Подобный рассказ — бальзам на душу после ужасающих свидетельств черствости медиков в прошлые века.
По крайней мере два столетия всякий, кто приезжал в Рим, любовался закатом с холма Пинчьо, но очень мало кто когда-нибудь видел восход с Яникула. Однажды утром, проснувшись раньше обычного, я спокойно вышел из монастыря и пошел вниз по холму к собору Святого Петра, где заря еще не победила свет фонарей. Стоит пожертвовать часом-другим сна, чтобы увидеть площадь Святого Петра безлюдной. Кажется, единственное, что здесь движется, это вода в фонтанах, и единственное, что звучит, — тоже вода.
Идти от колоннады до вершины холма недолго и приятно, и я наблюдал, как светлеет с каждой минутой. На одной стороне холма — собор Святого Петра, а на другой — Тибр и Рим. Фонари теперь напоминали искры, горящие в сером холоде. Среди цветов и деревьев было восхитительно прохладно. Подо мной лежал Рим — большое размытое безмолвное пятно, в котором я мог различить лишь памятник Виктору Эммануилу, да некоторые башни и купола. Оглянувшись, я увидел, что собор Святого Петра уже вполне различим. Он готов уловить первые лучи встающего солнца. Рим лежал в прекрасной, благословенной тишине. В сотнях гаражей без движения стояли машины и «весны». И пока водители Рима пребывали еще в горизонтальном положении, я смотрел вниз на город, благодарный за этот за этот покой.
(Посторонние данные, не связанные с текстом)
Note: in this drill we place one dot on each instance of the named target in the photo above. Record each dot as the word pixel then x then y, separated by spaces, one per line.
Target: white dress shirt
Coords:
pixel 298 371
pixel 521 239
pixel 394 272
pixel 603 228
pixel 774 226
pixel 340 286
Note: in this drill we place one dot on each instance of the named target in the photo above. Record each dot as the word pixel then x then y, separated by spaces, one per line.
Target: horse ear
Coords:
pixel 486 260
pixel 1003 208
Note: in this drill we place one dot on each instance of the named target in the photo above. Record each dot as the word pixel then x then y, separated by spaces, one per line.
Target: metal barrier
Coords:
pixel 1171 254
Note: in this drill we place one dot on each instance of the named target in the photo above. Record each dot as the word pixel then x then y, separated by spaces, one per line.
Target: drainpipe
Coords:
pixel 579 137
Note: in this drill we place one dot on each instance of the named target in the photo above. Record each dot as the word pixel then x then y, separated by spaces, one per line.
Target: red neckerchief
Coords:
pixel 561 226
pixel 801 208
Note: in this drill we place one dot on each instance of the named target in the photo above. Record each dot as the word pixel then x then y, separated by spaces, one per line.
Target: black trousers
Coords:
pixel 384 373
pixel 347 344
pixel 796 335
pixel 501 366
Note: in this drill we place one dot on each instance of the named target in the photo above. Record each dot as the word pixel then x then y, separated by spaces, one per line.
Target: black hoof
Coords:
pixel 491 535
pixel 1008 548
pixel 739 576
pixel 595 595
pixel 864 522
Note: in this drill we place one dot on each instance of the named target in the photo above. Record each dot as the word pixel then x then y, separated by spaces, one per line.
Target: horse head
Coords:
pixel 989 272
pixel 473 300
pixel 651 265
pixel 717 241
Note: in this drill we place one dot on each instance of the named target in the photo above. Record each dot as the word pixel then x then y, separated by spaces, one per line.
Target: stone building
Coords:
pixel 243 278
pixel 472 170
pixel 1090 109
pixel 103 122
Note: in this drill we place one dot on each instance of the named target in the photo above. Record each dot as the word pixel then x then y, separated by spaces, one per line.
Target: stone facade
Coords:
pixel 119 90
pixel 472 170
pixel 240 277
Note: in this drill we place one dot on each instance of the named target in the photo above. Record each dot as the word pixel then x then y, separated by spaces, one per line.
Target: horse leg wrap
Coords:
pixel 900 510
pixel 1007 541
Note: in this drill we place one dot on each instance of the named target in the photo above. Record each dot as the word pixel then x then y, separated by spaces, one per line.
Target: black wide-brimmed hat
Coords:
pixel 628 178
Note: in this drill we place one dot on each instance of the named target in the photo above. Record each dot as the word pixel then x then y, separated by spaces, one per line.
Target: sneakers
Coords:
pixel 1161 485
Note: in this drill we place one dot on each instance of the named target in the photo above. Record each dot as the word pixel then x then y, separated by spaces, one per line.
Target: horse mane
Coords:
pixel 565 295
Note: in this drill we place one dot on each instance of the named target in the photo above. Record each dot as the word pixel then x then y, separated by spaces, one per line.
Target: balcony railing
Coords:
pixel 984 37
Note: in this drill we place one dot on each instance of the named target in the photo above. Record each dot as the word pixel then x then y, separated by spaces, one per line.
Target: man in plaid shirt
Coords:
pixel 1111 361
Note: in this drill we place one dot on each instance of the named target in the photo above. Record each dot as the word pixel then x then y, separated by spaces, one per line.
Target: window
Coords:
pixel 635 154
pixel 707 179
Я стоял и смотрел, лицом к нечеткой, неразборчивой массе крыш и куполов, а света с каждой секундой становилось все больше, и здания, церкви, башни и купола выплывали из утренней серости, обретая индивидуальность по мере того, как их снова наполнял свет: эти красные, коричневые и желтые тона Рима. И вот на безоблачном небе засияло солнце. Это зрелище рождения нового римского утра было гораздо удивительнее, чем любой закат. Все крыши и купола Рима сверкали и вспыхивали, белый мрамор памятника Виктору Эммануилу искрился, как айсберг, и рядом с ним я видел колокольню Капитолия. Слева я различил купол Пантеона, деревья Пинчьо и садов Боргезе, башни Тринита деи Монти и за памятником Виктору Эммануилу — два купола и башню собора Санта Мария Маджоре. На западе я различал линию синих холмов, где лежала вилла Тиволи, утопая в своих виноградниках, и еще больше холмов было там, где озера Альбано и Неми, спокойные в безветрие, тоже ловили первые лучи солнца. Я перешел дорогу и, взглянув вниз в направлении собора Святого Петра, увидел сияющий в утреннем солнце крест над куполом, а длинная тень обелиска указывала на церковь.
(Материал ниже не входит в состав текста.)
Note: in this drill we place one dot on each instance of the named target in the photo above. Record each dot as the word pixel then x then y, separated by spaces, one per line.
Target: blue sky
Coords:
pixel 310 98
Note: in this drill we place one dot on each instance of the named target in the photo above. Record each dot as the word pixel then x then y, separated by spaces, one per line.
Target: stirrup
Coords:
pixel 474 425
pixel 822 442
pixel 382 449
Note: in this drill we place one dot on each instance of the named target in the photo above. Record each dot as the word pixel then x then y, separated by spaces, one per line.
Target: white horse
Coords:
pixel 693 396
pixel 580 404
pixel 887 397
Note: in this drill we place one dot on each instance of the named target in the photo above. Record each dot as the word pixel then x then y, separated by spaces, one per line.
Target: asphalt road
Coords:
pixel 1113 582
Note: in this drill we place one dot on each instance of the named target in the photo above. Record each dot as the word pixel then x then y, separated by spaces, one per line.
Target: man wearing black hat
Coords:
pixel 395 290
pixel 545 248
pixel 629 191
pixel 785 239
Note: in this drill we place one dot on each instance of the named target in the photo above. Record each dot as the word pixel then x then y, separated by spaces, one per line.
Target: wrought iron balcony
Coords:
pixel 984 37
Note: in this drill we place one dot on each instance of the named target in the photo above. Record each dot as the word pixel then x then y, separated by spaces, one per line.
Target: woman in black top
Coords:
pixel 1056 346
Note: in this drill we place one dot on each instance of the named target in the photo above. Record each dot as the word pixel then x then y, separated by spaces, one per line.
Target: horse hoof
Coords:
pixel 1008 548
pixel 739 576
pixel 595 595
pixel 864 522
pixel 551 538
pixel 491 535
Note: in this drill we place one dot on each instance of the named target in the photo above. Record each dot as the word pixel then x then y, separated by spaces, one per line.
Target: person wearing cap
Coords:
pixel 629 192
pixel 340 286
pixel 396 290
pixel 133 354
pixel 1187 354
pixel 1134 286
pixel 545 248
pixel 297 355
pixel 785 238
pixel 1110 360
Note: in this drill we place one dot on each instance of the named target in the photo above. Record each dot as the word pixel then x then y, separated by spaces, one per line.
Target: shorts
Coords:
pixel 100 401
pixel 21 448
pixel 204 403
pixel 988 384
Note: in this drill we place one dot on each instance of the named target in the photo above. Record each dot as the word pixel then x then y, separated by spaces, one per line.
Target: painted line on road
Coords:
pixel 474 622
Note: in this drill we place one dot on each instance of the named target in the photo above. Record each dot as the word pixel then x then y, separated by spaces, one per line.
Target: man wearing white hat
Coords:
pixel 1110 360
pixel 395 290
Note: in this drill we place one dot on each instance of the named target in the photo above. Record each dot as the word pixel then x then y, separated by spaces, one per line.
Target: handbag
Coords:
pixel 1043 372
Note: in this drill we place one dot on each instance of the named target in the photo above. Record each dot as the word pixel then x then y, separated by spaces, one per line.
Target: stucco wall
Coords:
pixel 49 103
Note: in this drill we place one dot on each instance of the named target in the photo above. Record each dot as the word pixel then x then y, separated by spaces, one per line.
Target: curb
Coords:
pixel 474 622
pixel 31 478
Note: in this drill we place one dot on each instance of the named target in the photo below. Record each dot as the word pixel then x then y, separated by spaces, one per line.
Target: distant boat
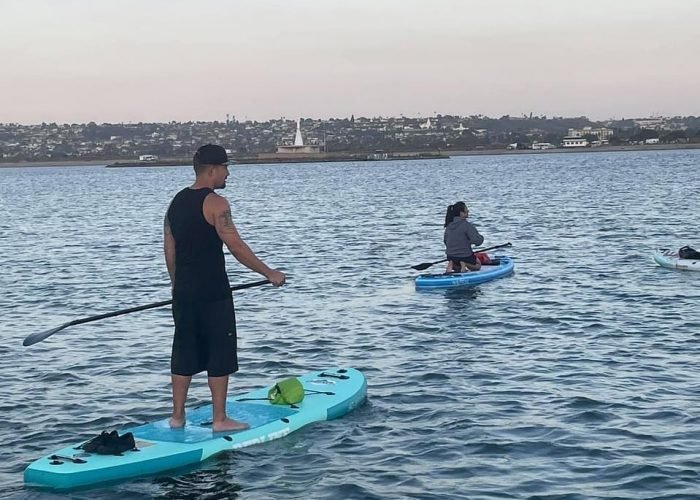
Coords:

В наивысшей точке Яникула, глядя вниз на Рим, Гарибальди сидит на своем великолепном бронзовом коне. У Гарибальди царственная осанка и лошадь, должно быть, из королевских конюшен. Немного ниже — Анита Гарибальди едет на диком мустанге, который вот-вот понесет. При этом Анита не просто едет, она еще и держит ребенка и в то же самое время стреляет из пистолета. Контраст между ее волнением и статуарным спокойствием ее супруга, находящегося всего в нескольких ярдах от нее, вызывает беспокойство. Вам начинает казаться, что если бы Гарибальди только знал, что происходит с его возлюбленной так близко от него, какая ей угрожает опасность, он бы немедленно спешился и бросился ей на помощь.
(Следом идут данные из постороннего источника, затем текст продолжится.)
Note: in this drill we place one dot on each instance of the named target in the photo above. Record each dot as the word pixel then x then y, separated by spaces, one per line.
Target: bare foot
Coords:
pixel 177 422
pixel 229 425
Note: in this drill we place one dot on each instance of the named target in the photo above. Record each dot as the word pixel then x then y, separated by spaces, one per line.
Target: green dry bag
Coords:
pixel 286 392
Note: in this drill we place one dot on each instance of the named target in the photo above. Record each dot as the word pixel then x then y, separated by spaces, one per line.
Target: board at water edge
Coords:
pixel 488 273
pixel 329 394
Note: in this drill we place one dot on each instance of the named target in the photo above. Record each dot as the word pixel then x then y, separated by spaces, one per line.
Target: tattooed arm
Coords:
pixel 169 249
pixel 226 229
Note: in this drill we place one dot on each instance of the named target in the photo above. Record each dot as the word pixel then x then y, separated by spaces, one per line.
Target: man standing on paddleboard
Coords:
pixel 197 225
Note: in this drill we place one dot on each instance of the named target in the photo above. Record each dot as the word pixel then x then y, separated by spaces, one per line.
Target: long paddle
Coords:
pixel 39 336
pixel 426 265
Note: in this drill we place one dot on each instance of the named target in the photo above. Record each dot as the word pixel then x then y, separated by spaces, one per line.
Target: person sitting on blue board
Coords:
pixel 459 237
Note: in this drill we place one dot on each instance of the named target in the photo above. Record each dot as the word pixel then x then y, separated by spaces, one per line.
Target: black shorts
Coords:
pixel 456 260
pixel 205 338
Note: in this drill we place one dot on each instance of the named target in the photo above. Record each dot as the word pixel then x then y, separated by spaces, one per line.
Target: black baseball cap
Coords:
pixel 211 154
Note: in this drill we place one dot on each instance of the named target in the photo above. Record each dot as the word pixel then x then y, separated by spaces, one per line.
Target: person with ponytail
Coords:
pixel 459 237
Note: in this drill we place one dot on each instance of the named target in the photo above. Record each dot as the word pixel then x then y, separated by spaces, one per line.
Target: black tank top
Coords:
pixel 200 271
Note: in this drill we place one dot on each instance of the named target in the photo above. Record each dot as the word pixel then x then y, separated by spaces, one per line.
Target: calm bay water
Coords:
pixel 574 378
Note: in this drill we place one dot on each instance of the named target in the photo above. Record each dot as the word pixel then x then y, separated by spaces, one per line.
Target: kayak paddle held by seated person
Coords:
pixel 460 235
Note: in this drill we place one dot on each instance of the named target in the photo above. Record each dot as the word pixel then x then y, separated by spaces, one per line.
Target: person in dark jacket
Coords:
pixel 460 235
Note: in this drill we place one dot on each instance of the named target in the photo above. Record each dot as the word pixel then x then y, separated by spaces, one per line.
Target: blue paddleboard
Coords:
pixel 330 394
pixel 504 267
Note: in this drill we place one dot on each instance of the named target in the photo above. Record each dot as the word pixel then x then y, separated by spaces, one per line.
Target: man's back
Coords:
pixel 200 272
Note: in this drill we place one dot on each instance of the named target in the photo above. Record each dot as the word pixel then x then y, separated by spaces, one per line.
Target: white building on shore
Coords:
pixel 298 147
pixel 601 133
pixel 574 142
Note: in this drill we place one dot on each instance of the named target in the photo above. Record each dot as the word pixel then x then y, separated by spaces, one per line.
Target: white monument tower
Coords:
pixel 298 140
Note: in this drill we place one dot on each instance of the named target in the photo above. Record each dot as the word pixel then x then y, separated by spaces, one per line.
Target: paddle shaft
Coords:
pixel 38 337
Здесь запечатлен тот момент в полной приключений жизни Аниты, когда ей пришлось с маленьким ребенком бежать от врагов, захвативших ее в плен, и с оружием в руках через лес выбираться на свободу. Бесстрашная Анита была прирожденной партизанкой, и случай привел ее в самую гущу кочевой жизни с погонями и засадами, которая ей так подходила. Ухаживания Гарибальди за будущей женой, вероятно, были одними из самых лаконичных в истории. Он впервые увидел ее, взглянув на бразильское побережье с палубы корабля. «Я хотел, чтобы кто-нибудь полюбил меня, и немедленно», — рассказывал он потом. С палубы своего парохода он «увидел хорошеньких девушек, занятых повседневными делами. Одна из них понравилась мне больше остальных. Мне оставалось только сойти на берег. И сделав это, я немедленно направился к дому, на который так долго смотрел». Он подошел к Аните и сказал: «Девушка, ты будешь моей», — и, удивительно, она согласилась.
Еще один интересный персонаж, на которого я с удивлением наткнулся в то утро, был Джон Уайтхед Пирд, «английский гарибальдиец», бородатый гигант из Фоуи в Корнуолле, помогавший объединять Италию. Хотя другие англичане сделали для объединения ничуть не меньше, чем он, этот огромный меткий стрелок поразил воображение итальянцев. Его рота была вооружена новым оружием, револьвер-винтовками, которые американский изобретатель Сэмюел Кольт послал Гарибальди на пробу. Но у них был один недостаток — они сильно обжигали стрелка. Самый забавный случай с Пирдом вышел, когда его ошибочно приняли за Гарибальди. Однажды он вошел со своими людьми в город, и его встретили там, как великого освободителя. Так как для Гарибальди было стратегически выгодно, чтобы считали, что он там находится, Пирд с неохотой подыграл ему. Но скоро ситуация вышла из-под контроля. В честь Пирда — Гарибальди пропели «Те Deum», город был празднично освещен, к нему начали посылать депутации, пришлось сделать смотр войскам — в общем, ошарашенный англичанин, согласившийся выдать себя за другого, попал в очень неловкое положение. Все разрешилось приездом самого героя.